Normalmente hay vistas guiadas. Por desgracia mi protusión de la L5/S1 me hace muy penoso estar de pie (o andar lentamente) ya que me acomete un dolor casi insoportable en la cara exterior de ambas piernas.

Como voy con la almiranta, ella hace dichas visitas y, una vez acabadas, viene a buscarme para que podamos ir, andando a toda leche (es la única forma en la que puedo moverme) a ver aquellas cosas interesantes.
Bien, nuestro destino hoy es la isla de Mljet (pronunciar como Mllet). El capitán para poco antes de llegar y fondea para que podamos comer tranquilos. No hay tiempo para baño. Continuamos. El puerto es pequeño, pero suficiente. La visita es a un par de lagos, uno pequeño y otro grande, que han sido comunicados artificialmente entre sí y con el mar, con lo cual el agua es salobre. Están cerca y, andando rápido, puedo hacer la excursión sin demasiados problemas. Han sido unos quince minutos andando.
Es curioso ver la corriente existente entre los dos lagos. Es, tal vez, la única forma de notar las mareas en esa zona del Mediterráneo. Claro que eran tres o cuatro días después de la luna nueva, con lo que las mareas eran notables.
Subimos a un pequeño barco, que recorre en parte el lago grande, y visitamos una isla en la que se encuentra un monasterio benedictino, de algunos siglos de antigüedad. Nada de particular.

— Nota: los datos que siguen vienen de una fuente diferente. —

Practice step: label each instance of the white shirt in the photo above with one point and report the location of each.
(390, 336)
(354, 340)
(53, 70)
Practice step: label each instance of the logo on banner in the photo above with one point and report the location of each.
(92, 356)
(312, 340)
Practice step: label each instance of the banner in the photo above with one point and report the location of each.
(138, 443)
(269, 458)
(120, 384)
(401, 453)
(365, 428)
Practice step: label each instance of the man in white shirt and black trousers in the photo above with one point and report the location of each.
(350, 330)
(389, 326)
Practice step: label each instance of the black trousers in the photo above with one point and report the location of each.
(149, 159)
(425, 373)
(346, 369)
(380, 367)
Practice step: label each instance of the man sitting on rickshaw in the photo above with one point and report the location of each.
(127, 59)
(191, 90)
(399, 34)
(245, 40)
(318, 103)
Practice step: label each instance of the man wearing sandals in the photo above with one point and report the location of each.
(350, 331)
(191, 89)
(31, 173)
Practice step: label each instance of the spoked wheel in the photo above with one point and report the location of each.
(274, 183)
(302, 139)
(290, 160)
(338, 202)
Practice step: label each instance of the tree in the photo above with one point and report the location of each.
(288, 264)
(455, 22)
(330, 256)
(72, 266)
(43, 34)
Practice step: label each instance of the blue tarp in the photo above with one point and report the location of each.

Volvimos al pueblo, cervecita y salida del barco hacia la isla de Kórcula, ya que en el puerto donde estábamos nos habían acompañado las “goletas ruidosas” y el capitán tuvo la buena idea de trasladarse a un lugar más tranquilo, llamado Lumbarda (no, no es de color morado ni tiene hojas

) y la verdad es que no tiene nada de particular. Allí es donde hizo el atraque con calzador que he comentado antes. Me dejó absolutily acojonated and admirated.

Cenamos en una pizzería, paseíto y a dormir.